I have a transaction table that contains a large number of rows (more than 40 millions) ,
I want to design SSIS package to transfer data from the transaction table into the data warehouse, which would be an incremental load.
which mean , IF transaction.ID not exists in the destination table --> then --> Insert new row
My question is : what is the best approach for the incremental load? while I need to transfer data every 15 minutes.
Query for the max id that's in the DW and then use that to determine which rows to pull over?
Thank you for your reply .but I can't use max id , the Transaction.ID is not inserted in a sequential order . any suggestion ?
I can't use Lookup transformation ,I have a large number of rows in Transaction table and I need to run the package every 15 minutes .

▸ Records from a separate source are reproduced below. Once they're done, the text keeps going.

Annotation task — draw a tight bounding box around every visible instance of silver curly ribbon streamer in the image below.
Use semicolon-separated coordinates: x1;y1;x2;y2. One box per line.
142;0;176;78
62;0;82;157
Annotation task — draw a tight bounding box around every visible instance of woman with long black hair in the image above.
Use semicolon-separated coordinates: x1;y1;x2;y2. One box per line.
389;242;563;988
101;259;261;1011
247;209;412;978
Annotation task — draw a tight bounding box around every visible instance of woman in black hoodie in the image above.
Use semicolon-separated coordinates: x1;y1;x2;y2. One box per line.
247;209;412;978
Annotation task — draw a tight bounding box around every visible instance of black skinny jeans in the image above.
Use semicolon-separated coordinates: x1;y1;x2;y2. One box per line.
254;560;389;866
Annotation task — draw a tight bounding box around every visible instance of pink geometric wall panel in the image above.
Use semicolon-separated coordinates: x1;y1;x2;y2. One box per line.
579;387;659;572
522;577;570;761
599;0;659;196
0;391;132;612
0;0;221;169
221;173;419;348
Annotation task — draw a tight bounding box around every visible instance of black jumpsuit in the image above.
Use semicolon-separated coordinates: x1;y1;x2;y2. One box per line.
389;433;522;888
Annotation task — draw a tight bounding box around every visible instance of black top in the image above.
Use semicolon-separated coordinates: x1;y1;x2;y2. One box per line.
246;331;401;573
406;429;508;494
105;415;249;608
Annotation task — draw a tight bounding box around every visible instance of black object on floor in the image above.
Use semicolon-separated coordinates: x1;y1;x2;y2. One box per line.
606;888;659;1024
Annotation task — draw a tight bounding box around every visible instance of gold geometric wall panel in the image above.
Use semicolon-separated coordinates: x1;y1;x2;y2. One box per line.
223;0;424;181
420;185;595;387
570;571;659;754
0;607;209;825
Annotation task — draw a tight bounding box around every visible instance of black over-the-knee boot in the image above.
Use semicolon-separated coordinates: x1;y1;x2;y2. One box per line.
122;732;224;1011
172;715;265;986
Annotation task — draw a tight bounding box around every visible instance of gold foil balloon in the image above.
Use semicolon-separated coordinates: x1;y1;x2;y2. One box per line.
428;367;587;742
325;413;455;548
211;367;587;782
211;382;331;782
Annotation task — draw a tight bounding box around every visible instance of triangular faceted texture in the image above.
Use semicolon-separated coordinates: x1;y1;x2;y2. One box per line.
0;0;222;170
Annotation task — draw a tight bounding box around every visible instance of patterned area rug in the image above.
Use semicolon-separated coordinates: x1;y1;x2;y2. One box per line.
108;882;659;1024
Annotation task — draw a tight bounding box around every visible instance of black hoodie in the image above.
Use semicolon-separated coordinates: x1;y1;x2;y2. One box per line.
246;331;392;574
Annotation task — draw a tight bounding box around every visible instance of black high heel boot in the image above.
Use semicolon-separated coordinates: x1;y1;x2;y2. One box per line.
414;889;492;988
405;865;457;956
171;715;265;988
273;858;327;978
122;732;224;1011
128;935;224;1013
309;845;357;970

We have CreateDateTime and UpdateDateTime columns in all (pretty much!) tables. Solved the problem of getting "newer than last time" rows from one place to another.
However, to delete stale rows we have to pull all PKeys and do a NOT IN / NOT EXISTS type check. If this is important to you might be worth storing deleted row PKeys into a history table, specifically to allow a "delete all since last time" operation (being aware of any PKey deleted, and then recreated [with same PKey])
Thank you Kristen . in my case creation date represent transaction date . its different than record date . and some times the creation date not inserted in a sequential order.
Sounds like Transaction date is not the same as Creation date then You can maintain a Create Date using a trigger - and then use that to identify "new" records easily (assuming you do not ALSO need to know Modified Records?)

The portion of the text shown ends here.